If we all are doing what we love to do and not spending our time judging everyone else, then maybe our world would be a more fun place to be. Five years ago, when I was in fifth grade, we studied astronauts. My teacher asked the class why we thought astronauts would want to go to the moon. Obviously, she was looking for an answer like, “because they can learn about other planets easier if they visit the moon.” Well, now that I’ve thought about it, I’ve come up with my own, slightly different response. I think astronauts want to go to the moon because they are trying to get the heck off of earth for a while and go somewhere peaceful. After all, nobody can bother you if you’re 24,000 miles away from them. In my experience, being judgmental has gotten me nowhere. I have come to the conclusion that nobody chooses how they are born; nobody chooses who their family is, what race they are, what sexual orientation they follow, or what activities they will enjoy. I believe that people are born the way they are because that’s the way they are meant to be. I think that if we accept each other for who we really are then we will all be happier, both with ourselves and our peers.

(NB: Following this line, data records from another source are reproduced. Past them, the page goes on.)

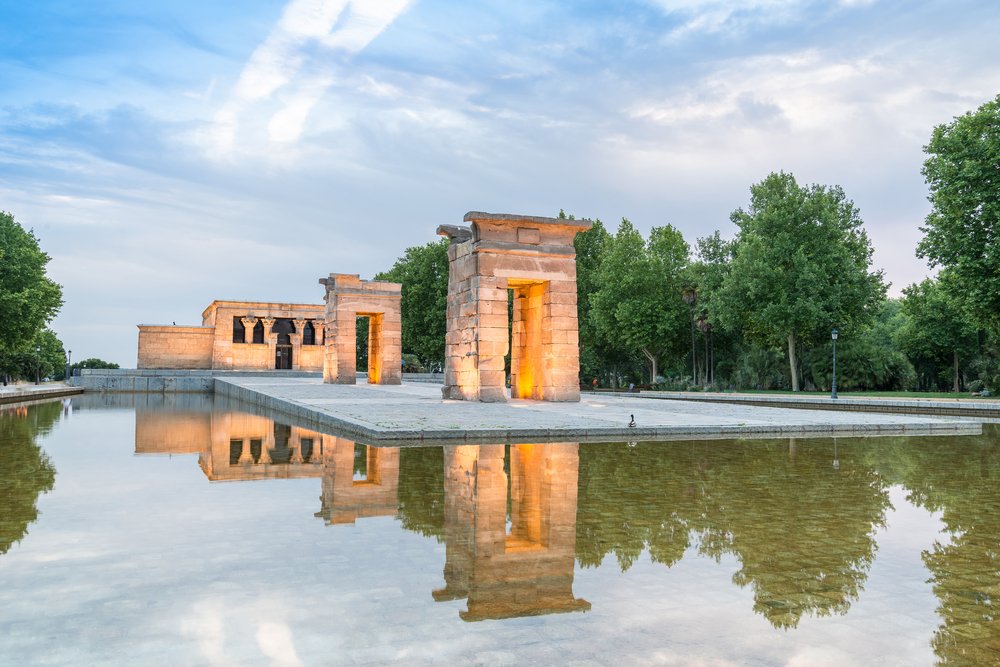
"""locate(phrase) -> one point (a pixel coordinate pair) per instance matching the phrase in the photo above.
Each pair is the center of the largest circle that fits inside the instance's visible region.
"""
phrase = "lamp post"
(690, 297)
(833, 388)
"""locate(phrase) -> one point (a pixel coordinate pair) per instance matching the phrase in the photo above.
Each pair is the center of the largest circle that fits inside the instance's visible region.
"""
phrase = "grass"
(849, 394)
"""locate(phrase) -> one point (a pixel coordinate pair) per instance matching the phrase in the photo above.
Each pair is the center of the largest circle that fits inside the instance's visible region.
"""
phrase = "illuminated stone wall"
(347, 298)
(175, 347)
(535, 258)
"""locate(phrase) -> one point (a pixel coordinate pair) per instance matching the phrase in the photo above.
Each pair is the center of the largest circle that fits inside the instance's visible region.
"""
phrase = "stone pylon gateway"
(347, 298)
(534, 257)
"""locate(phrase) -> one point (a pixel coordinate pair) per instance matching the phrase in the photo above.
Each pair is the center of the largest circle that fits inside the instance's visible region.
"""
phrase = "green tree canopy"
(638, 305)
(28, 298)
(423, 272)
(938, 333)
(963, 228)
(800, 267)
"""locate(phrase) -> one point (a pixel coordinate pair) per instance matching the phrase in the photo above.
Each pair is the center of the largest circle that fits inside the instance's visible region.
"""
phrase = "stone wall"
(347, 298)
(535, 258)
(175, 347)
(248, 355)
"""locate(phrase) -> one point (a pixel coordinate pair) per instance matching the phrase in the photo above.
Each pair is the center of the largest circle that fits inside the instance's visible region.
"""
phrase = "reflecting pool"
(183, 530)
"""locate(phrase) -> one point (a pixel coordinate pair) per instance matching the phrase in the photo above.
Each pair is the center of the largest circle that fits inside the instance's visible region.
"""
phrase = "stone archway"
(535, 258)
(347, 298)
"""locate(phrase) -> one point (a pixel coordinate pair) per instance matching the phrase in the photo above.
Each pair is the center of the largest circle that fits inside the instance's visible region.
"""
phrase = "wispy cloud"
(297, 61)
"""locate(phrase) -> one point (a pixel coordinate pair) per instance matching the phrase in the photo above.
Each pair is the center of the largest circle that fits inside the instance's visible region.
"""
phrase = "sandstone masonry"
(535, 258)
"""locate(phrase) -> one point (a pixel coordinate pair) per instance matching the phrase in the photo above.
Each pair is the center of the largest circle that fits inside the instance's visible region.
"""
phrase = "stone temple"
(534, 257)
(238, 335)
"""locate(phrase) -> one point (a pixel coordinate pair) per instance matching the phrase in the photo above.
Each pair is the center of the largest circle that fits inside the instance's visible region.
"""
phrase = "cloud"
(298, 59)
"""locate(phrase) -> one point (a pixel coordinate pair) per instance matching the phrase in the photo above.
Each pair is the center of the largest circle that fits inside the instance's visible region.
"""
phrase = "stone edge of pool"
(324, 420)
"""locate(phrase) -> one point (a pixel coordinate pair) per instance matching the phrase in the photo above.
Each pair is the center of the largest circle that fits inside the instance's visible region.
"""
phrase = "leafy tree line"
(757, 311)
(29, 299)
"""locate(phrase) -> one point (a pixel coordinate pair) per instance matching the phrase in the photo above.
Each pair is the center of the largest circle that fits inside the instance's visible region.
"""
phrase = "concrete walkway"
(20, 393)
(411, 413)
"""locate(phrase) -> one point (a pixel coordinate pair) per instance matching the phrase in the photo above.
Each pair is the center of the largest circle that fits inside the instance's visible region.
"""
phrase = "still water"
(182, 531)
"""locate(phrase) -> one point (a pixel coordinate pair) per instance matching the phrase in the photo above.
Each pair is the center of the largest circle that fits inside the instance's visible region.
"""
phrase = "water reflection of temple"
(357, 480)
(517, 567)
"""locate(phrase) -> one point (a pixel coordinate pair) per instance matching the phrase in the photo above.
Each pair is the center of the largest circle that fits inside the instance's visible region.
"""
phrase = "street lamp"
(833, 391)
(690, 297)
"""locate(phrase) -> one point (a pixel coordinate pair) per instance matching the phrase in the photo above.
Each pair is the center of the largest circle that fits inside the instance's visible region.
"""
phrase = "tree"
(28, 298)
(423, 272)
(638, 305)
(94, 362)
(800, 267)
(963, 228)
(938, 334)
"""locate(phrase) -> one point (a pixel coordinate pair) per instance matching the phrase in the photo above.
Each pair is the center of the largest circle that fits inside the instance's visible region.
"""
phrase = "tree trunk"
(791, 362)
(652, 360)
(957, 386)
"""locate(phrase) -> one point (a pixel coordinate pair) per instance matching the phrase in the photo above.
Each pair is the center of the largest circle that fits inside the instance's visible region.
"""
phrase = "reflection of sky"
(139, 559)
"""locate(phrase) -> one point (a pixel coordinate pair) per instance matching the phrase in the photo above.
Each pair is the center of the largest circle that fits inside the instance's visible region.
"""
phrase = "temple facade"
(534, 258)
(239, 335)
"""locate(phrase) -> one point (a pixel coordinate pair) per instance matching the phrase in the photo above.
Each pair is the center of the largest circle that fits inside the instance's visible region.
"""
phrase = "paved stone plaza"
(415, 412)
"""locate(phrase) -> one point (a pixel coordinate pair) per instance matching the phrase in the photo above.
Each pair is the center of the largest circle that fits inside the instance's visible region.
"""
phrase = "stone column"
(271, 339)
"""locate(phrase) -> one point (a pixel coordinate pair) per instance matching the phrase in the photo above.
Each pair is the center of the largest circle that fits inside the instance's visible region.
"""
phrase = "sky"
(170, 154)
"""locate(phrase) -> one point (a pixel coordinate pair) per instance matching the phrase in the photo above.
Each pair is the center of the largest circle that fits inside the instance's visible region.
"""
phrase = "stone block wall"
(175, 347)
(347, 298)
(227, 355)
(535, 258)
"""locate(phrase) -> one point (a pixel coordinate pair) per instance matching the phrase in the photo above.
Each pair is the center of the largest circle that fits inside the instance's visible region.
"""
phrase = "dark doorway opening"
(283, 350)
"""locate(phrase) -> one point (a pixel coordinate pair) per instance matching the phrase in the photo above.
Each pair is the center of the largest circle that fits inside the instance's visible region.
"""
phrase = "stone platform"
(414, 413)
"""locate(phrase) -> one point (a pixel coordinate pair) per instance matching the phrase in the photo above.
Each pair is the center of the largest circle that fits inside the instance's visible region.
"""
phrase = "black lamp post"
(833, 392)
(690, 297)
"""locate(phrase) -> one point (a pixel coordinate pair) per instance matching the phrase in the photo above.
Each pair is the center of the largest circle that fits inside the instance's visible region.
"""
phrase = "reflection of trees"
(802, 531)
(25, 470)
(960, 478)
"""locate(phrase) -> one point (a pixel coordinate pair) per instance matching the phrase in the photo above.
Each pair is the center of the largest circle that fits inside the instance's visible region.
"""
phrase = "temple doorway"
(283, 327)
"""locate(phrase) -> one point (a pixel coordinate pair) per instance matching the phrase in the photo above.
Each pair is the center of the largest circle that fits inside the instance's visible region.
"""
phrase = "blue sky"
(172, 154)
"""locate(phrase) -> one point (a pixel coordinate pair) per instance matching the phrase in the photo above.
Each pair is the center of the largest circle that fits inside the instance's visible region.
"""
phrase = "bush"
(411, 364)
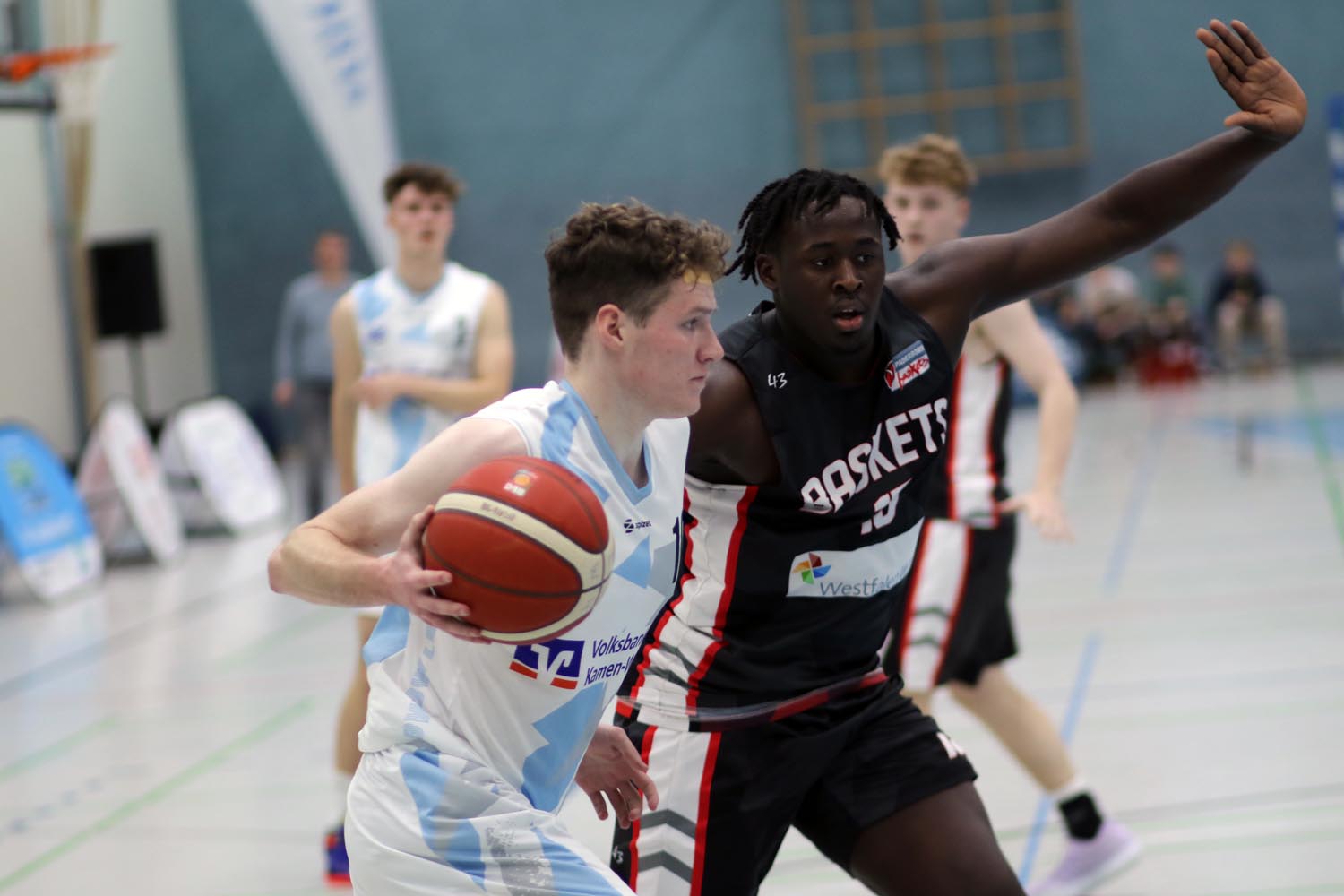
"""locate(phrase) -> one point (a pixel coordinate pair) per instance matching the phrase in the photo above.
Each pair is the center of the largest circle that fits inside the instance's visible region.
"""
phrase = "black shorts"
(728, 798)
(952, 616)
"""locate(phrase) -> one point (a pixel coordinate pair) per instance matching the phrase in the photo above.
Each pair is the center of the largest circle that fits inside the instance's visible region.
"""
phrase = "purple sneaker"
(338, 864)
(1090, 861)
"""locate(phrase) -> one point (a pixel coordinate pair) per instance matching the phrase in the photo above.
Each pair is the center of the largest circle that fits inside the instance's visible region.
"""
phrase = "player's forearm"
(343, 438)
(314, 564)
(453, 397)
(1058, 409)
(1168, 193)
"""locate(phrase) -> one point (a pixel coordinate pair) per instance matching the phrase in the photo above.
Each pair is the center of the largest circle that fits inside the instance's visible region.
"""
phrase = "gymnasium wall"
(687, 107)
(140, 185)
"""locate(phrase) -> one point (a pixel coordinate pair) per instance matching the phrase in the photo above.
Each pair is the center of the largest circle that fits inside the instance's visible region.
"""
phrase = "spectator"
(1239, 301)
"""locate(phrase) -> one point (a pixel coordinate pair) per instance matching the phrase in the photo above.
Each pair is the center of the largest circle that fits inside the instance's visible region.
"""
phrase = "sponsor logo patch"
(906, 365)
(521, 482)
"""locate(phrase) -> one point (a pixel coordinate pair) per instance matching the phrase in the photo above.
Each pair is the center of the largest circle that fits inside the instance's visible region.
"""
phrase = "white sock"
(341, 783)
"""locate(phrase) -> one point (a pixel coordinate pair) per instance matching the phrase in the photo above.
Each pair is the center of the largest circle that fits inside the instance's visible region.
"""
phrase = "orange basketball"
(527, 544)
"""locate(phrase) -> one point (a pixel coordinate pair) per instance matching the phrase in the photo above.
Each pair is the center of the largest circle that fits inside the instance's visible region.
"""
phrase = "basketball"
(527, 544)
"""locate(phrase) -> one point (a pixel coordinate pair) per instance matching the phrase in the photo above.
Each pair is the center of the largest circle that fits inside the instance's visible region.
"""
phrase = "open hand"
(1271, 104)
(409, 584)
(1045, 511)
(612, 769)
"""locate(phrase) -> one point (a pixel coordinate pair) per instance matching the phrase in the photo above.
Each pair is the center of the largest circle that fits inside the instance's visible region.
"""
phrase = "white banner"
(218, 468)
(331, 54)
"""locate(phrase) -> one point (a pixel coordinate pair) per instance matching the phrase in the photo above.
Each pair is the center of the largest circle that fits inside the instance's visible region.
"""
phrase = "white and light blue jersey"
(526, 713)
(426, 335)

Why is it that when I was a child, I was so open and positive? Why did I grow out of it? I know I could benefit from acting like a child every now and again. When I was little, I remember being so happy. Not only some days, like I am now, but always. I often think about how when I was younger I wished I was an adult. Now that I’ve grown more, and am caught awkwardly in between youth and adulthood, I find myself wishing for both. For some reason it seems that you either have to be a little kid or an adult to be happy. When I’m swamped at school, I wish I was a kid, still stuck in that phase when you are excited to do homework at night. When my parents won’t trust me with a big responsibility or I want to be more independent, I wish I could somehow skip the next few years and magically form into adulthood, when I wouldn’t have to listen to anyone but myself.
Negativity has taught me so many lessons about who I am and who I hope to become in the future. Positivity, on the other hand, has taught me so much more. Nobody can be happy and positive all the time, but I believe that I should try just a little harder to reach the goal of being an optimist. Maybe that would make everyone happier. I believe that I can be happy if I don’t let the little things get to me. I believe that everyone has happiness inside of them. And I believe that all we have to do is add a little optimism in order to absolutely adore living life.